Mereka ini satu-satunya kasus yang unik. Karena mereka ditahan di LP yang berbeda-beda, di Wamena dan mau dibawa ke Jawa, ke Makassar, dan pindah ke Nabire. Ada yang meninggal saat ditahan di Makassar. Sampai saya bawa ke Yahukimo. Sampai mereka diberikan grasi oleh Presiden Joko Widodo.
Mereka di antaranya Apotnalogolik Lokobal, Numbungga Telengge, Kimanus Wend, Linus Hiluka dan Jefrai Murib. Saya juga berharap jangan mereka saja yang mendapatkan grasi. Tahan-tahanan lain juga harus mendapatkannya.
Sebagian orang yang Anda bela dituduh makar, memberontak dan tuduhan sparatis lain. Apakah Anda sengaja membela kasus-kasus seperti itu?
Tidak juga. Ada juga kasus pemilu, mereka dituduh sebagai kelompok bersenjata atau pemeberontak. Aparat negara tidak hanya memberikan mereka pasal 106 KUHP Pidana tentang maka, tapi juga pasal 108 tentang melawan negara dengan menggunakan senjata. Lalu pasal kepemilikan amunisi, dan pasal penghasutan.
Di Papua, demonstrasi dan demo-demo lainnya bisa disebut sebagai menghasut. Sehingga bisa dikenakan pasal penghasutan. Ada juga kasus criminal. Tetapi pada proses penangkapannya semena-mena. Ditembak, dibawa ke rumah sakit dengan dilempar saja.
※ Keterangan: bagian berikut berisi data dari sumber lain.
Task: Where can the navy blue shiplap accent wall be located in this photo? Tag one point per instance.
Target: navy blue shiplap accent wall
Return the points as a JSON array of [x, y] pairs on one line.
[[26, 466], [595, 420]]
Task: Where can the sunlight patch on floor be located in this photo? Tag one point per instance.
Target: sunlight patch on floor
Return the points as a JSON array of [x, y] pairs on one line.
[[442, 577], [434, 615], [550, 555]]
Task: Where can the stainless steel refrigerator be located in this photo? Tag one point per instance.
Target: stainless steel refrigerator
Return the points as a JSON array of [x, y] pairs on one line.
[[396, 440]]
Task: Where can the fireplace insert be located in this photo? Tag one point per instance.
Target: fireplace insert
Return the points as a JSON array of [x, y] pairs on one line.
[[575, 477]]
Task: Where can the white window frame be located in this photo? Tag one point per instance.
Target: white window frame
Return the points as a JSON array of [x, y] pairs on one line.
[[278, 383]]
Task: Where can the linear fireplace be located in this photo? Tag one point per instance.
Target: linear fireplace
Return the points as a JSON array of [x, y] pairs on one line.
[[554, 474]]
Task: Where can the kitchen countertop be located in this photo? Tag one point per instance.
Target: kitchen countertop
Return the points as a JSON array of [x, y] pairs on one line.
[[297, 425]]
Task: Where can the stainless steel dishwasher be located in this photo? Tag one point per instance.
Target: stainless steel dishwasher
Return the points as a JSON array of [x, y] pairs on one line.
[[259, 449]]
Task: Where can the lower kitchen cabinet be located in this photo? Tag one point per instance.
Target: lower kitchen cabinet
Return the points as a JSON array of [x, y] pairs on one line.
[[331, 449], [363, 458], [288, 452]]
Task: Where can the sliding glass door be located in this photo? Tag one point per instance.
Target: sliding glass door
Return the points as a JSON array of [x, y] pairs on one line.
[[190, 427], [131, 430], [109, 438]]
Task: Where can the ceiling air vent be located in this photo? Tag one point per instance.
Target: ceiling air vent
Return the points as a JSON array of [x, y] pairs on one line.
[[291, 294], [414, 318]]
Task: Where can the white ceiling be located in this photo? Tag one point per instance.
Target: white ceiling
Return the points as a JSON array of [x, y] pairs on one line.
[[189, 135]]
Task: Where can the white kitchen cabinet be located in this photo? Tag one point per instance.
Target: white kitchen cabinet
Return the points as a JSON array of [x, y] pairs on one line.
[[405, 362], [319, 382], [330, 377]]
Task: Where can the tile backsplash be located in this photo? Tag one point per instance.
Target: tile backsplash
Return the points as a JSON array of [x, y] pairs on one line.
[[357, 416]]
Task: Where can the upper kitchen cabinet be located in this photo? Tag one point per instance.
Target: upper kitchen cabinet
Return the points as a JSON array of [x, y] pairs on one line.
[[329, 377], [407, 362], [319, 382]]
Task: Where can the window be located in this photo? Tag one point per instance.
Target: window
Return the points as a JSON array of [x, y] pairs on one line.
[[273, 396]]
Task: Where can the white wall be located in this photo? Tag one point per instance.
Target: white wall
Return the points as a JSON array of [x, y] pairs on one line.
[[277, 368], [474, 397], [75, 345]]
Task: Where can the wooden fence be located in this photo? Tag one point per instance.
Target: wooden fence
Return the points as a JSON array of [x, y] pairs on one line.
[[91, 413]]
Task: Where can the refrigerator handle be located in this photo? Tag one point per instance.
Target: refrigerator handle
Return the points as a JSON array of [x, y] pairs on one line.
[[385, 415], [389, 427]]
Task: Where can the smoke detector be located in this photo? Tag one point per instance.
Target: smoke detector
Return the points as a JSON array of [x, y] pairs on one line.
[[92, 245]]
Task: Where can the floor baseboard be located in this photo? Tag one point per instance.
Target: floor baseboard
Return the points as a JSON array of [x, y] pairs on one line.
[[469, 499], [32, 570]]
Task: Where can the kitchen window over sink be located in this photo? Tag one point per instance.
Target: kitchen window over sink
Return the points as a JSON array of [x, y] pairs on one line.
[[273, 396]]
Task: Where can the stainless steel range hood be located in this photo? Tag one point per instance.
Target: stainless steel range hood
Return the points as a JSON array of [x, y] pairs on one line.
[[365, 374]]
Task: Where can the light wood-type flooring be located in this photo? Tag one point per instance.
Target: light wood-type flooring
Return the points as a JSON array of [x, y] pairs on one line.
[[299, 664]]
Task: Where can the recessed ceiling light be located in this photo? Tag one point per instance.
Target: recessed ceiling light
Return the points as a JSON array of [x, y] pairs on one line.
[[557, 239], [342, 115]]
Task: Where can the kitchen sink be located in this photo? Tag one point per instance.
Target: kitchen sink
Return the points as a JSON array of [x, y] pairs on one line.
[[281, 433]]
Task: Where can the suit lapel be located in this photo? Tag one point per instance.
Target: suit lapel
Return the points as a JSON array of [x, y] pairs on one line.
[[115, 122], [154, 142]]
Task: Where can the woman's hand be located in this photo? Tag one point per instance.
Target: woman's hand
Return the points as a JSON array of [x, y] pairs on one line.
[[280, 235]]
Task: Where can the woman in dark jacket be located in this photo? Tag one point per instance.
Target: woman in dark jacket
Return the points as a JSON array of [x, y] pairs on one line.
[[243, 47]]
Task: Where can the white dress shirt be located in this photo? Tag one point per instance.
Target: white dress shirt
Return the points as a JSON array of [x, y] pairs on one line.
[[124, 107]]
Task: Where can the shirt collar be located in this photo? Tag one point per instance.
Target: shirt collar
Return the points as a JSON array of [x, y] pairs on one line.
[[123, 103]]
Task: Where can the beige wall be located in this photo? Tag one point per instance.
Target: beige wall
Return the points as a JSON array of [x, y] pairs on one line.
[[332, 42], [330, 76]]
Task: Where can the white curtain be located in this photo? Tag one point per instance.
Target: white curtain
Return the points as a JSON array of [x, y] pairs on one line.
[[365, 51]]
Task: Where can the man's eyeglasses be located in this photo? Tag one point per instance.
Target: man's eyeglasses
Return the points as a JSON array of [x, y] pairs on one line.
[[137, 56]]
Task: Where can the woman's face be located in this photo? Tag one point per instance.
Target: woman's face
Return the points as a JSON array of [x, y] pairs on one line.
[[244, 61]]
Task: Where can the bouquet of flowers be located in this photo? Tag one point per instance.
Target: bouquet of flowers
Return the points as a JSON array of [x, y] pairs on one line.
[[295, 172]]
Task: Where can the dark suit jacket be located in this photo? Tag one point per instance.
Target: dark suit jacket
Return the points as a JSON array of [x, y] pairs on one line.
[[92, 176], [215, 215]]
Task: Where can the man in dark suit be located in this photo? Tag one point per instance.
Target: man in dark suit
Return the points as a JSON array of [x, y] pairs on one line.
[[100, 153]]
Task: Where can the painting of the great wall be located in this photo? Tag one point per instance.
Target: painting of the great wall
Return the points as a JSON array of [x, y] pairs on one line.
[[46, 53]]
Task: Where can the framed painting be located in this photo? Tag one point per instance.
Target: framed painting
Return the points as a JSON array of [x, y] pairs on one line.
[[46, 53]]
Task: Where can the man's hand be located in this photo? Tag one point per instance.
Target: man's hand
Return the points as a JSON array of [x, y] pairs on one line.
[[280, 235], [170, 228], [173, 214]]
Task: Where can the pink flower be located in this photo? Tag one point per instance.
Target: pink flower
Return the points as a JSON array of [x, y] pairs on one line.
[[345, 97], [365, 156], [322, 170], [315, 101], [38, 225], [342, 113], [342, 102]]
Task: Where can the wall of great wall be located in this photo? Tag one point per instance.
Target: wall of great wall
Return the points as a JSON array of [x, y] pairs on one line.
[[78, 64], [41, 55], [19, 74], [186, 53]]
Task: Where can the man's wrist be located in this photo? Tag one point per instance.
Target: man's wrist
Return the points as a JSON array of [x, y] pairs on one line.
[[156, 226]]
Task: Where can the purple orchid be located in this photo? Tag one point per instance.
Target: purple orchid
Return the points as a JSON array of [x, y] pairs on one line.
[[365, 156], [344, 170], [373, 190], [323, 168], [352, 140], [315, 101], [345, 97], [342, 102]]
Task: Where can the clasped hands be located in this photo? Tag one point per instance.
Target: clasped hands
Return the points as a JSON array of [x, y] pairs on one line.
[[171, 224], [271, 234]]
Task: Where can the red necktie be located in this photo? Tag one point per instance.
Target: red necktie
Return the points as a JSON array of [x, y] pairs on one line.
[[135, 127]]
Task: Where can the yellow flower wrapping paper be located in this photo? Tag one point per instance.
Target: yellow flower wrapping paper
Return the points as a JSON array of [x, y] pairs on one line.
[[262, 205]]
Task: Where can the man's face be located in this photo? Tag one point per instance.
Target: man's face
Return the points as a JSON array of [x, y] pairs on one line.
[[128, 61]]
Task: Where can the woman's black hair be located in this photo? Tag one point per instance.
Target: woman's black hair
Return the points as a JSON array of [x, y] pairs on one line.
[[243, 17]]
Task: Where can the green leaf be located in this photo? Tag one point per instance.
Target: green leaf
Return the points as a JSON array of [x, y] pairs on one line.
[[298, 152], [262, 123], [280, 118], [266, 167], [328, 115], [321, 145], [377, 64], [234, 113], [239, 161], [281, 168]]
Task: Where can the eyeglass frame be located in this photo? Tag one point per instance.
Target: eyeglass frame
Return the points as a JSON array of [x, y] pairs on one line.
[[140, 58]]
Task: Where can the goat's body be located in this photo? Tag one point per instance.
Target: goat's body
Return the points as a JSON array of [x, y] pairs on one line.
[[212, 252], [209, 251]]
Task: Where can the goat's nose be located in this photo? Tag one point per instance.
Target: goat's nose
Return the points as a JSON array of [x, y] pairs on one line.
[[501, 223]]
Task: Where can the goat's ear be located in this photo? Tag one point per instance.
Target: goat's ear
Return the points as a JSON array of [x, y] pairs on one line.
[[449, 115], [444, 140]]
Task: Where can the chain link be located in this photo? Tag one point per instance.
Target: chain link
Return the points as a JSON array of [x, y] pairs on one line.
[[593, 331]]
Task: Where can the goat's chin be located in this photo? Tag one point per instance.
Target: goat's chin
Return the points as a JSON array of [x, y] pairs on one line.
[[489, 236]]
Saat ingin dilayani, aparat polisi bilang nanti saja dulu. Padahal dia sudah terluka parah. Mereka ini bukan pencuri.
Belum lama ada kasus penyiksaan di sel tahanan bernama Ricko Wambo hingga tewas. Dia adalah ketua KNPB Mamberamo Tengah. Apakah kasus penyiksaan seperti ini sering terjadi di Papua?
Penyiksaan itu berlangsung dari kasus yang bernuansa politis sampai kasus criminal. Mereka rentan penyiksaan kalau mereka orang Papua. Ada beberapa kasus, meski dia bukan orang Papua, tapi dia berpotensi disiksa. Misalnya pada kasus kriminal dalam penjara.